Hi Edward!
Yes, it is perfectly fine to use a loss that can become negative.
Your reasoning about this is correct.
To add a few words of explanation:
A smaller loss – algebraically less positive or algebraically more
negative – means (or should mean) better predictions. The
optimization step uses some version of gradient descent to make
your loss smaller. The overall level of the loss doesn’t matter as
far as the optimization goes. The gradient tells the optimizer how
to change the model parameters to reduce the loss, and it doesn’t
care about the overall level of the loss.

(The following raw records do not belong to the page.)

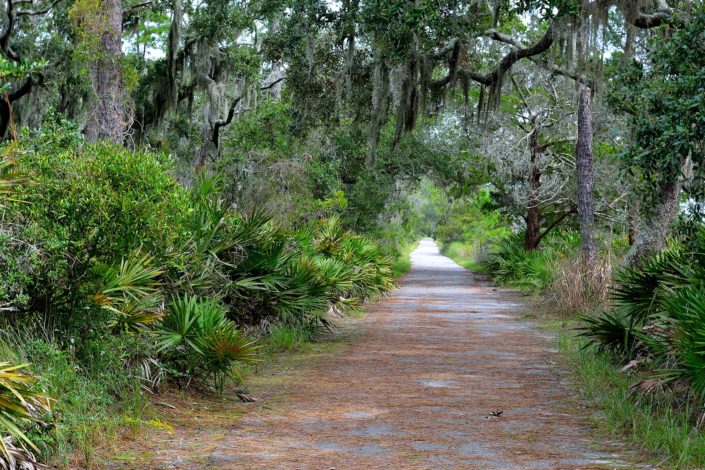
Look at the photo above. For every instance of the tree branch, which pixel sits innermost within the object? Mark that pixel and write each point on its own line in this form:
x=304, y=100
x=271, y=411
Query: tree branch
x=135, y=7
x=222, y=123
x=573, y=210
x=267, y=87
x=507, y=61
x=41, y=11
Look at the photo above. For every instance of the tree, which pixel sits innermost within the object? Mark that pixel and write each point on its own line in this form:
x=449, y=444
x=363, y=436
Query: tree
x=584, y=164
x=100, y=30
x=527, y=147
x=664, y=101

When gradient descent drives the loss to a minimum, the gradient
becomes zero (although it can be zero at places other than a
minimum). (Also, when the gradient is zero, plain-vanilla gradient
descent stops changing the parameters.)
It is true that several common loss functions are non-negative, and
become zero precisely when the predictions are “perfect.” Examples
include MSELoss
and CrossEntropyLoss
. But this is by no means
a requirement.
Consider, for example, optimizing with lossA = MSELoss
. Now
imagine optimizing with lossB = lossA - 17.2
. The 17.2
doesn’t
really change anything at all. It is true that “perfect” predictions
will yield lossB = -17.2
rather than zero. (lossA
will, of course,
be zero for “perfect” predictions.) But who cares?
Best.
K. Frank